The red grapefruit adds a punch of brightness and its characteristic bitterness just sings next to that mild fish. To top it off, I used a handful of lemon balm and mint leaves. Lemon balm is new to my garden this year and I am so in love with this herb! It’s in the mint family, so of course, it grows like crazy, but it has the most wonderful, lemony scent and flavor. This was the “yellow Trix” flavor that Eric was trying to identify, and you know, he wasn’t too far off because it is sweet and lemony!
All of these flavors together make this ceviche a Very Good Bite, indeed! Sweet, salty, spicy and tart–I couldn’t ask for anything more! I hope I’ve convinced you that you should RUN, don’t walk and Make. This. Ceviche.

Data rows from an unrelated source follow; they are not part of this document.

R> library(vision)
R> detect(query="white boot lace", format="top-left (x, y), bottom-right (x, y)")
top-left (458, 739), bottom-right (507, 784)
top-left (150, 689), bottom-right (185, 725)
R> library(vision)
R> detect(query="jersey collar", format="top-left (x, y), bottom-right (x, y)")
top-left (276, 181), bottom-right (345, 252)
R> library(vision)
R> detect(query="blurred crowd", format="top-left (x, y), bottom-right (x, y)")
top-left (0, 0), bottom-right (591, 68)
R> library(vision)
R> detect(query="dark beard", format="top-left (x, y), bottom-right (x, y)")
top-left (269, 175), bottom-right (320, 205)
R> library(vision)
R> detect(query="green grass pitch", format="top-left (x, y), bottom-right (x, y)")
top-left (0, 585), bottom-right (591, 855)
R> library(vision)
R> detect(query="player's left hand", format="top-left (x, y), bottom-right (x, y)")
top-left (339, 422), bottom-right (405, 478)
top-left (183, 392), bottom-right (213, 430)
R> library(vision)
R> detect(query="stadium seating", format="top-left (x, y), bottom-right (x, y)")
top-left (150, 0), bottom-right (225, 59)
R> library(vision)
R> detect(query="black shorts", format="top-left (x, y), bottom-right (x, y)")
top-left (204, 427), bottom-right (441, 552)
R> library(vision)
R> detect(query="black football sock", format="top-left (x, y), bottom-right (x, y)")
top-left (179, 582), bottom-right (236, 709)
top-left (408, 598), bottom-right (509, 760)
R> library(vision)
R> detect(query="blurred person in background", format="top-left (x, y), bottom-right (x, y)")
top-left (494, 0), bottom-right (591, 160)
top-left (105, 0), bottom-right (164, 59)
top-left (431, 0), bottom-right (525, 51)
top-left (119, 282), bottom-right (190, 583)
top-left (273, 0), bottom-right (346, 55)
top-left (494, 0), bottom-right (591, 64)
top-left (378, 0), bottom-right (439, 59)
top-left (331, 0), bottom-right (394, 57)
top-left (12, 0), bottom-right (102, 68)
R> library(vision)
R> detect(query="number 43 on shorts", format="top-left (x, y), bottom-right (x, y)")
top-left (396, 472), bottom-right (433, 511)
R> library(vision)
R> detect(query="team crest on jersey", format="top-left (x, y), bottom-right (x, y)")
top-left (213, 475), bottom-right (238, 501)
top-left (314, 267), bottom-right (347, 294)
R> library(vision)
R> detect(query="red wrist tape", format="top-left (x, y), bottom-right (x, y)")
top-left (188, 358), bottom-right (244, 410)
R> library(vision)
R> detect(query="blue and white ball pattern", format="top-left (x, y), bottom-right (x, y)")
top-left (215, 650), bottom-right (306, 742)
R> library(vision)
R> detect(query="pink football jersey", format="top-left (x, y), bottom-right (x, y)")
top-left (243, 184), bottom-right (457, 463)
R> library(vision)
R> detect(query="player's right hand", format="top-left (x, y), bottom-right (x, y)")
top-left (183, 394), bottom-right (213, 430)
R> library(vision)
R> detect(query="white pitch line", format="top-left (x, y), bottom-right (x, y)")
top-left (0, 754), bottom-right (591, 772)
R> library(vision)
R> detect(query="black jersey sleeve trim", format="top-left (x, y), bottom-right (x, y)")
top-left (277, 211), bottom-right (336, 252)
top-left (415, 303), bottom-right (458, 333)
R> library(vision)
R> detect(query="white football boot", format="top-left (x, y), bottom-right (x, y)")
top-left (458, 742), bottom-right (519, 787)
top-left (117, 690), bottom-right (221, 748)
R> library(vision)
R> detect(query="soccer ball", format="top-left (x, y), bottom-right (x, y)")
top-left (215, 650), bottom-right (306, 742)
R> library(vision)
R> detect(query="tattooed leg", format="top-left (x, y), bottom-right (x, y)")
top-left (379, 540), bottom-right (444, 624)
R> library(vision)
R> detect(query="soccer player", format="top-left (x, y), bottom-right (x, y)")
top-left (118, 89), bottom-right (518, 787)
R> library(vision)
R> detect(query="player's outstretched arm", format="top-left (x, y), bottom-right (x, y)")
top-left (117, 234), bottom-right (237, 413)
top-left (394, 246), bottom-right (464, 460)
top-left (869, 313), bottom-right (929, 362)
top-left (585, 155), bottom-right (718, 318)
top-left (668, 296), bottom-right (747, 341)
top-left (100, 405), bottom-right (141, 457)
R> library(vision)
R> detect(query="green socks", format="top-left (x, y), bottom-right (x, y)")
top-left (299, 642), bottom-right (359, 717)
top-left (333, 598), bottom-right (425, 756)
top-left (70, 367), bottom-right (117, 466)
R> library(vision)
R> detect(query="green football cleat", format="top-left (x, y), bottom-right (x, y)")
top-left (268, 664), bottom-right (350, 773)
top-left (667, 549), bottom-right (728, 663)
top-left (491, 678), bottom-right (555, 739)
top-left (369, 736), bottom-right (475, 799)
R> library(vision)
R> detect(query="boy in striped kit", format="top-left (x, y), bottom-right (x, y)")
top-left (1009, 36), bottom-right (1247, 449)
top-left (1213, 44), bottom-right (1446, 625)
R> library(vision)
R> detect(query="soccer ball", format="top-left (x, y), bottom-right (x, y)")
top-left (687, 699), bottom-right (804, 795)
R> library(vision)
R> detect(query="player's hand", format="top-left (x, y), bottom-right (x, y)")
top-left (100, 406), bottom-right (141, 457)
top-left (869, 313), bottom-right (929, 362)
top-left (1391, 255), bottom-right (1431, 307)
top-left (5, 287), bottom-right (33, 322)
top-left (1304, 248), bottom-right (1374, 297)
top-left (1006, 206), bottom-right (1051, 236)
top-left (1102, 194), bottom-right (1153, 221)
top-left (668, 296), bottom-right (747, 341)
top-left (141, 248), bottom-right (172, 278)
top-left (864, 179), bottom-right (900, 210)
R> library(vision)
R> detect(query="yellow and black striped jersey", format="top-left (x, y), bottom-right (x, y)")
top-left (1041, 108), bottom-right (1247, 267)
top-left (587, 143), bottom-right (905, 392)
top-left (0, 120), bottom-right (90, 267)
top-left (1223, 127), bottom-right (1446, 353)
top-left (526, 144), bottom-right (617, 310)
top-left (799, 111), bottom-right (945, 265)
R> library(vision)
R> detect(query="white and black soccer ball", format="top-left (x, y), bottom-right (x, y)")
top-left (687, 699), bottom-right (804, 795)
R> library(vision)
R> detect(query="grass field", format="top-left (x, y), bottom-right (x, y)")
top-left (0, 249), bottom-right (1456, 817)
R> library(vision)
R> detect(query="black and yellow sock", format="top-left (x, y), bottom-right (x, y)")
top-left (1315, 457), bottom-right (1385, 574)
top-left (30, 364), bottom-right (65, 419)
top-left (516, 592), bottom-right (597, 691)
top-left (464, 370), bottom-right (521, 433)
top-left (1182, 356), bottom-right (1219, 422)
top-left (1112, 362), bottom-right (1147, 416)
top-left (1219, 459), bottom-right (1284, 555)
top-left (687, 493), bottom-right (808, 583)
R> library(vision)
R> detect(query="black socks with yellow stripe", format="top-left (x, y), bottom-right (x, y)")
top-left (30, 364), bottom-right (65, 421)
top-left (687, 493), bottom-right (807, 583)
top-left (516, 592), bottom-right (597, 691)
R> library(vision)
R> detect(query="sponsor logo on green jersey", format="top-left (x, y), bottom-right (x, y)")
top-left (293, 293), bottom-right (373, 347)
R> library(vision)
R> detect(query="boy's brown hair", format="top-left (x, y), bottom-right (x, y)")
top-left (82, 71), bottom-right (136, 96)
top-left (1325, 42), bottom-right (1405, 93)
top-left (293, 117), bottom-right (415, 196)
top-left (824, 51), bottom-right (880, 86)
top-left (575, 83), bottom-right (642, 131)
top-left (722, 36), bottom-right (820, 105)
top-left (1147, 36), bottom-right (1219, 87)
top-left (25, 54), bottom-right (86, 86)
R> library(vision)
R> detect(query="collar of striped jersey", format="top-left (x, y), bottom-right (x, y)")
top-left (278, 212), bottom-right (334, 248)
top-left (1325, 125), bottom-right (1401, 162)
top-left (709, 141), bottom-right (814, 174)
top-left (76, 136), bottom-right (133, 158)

Rockfish and Red Grapefruit Ceviche with Quick Pickled Fennel
For the pickled fennel:
- 1 to 2 medium fennel bulbs, trimmed of fronds and sliced thinly
- 1 cup white wine vinegar
- 1/2 cup water
- 1/4 cup sugar
- 1 teaspoon kosher salt
- 1 teaspoon black peppercorns
- 1 teaspoon red pepper flakes
- 1 clove garlic, smashed
- 1 tablespoon grapefruit zest
In a small saucepan, combine the vinegar, water, sugar, salt, peppercorns, red pepper flakes, garlic and grapefruit zest and heat until the sugar is completed dissolved. Pack the sliced fennel bulb in a clean glass jar or a non-reactive bowl. Pour the pickling liquid over the sliced fennel bulb and allow it to come to room temperature, then refrigerate.
For the Ceviche:
- 2-3 fillets of rockfish, cleaned, deboned and cut into small cubes
- 2 Serrano chiles (one minced, one thinly sliced)
- 1 garlic clove, minced
- 1 red grapefruit
- Several leaves of lemon balm or mint (or a combination of both)
- 2 teaspoons agave syrup
- 2 limes, juiced
- 2 small shallots, minced
- Carefully run your fingers across the fish fillets and with tweezers, remove any pin bones that you find. Slice the fish across the grain and then cut into cubes. Place the cubed fish in a bowl and refrigerate.
- Cut the top and bottom from the grapefruit, then slice away the peel and the pith until the flesh is exposed. Holding the grapefruit in the palm of your hand, slice between each membrane to release the segments into the bowl. After all of the segments are released, squeeze the remaining juice from the grapefruit into the bowl. Add the minced shallots to the grapefruit segments. Thinly slice one Serrano chile and add it to the grapefruit segments, then refrigerate.
- In a small bowl, combine the lime juice, minced garlic, agave syrup and the minced Serrano chile. Stir well and refrigerate.
- When you are ready to serve the ceviche, combine the fish with the grapefruit segments and gently mix it together with your hands. Just prior to serving, give the lime juice mixture a stir, then pour over the ceviche. Mix gently with your hands and pour onto a chilled serving platter. Allow 2 to 3 minutes for the fish to “cook” in the lime juice. Garnish with the pickled fennel, fresh mint leaves and lemon balm and serve immediately.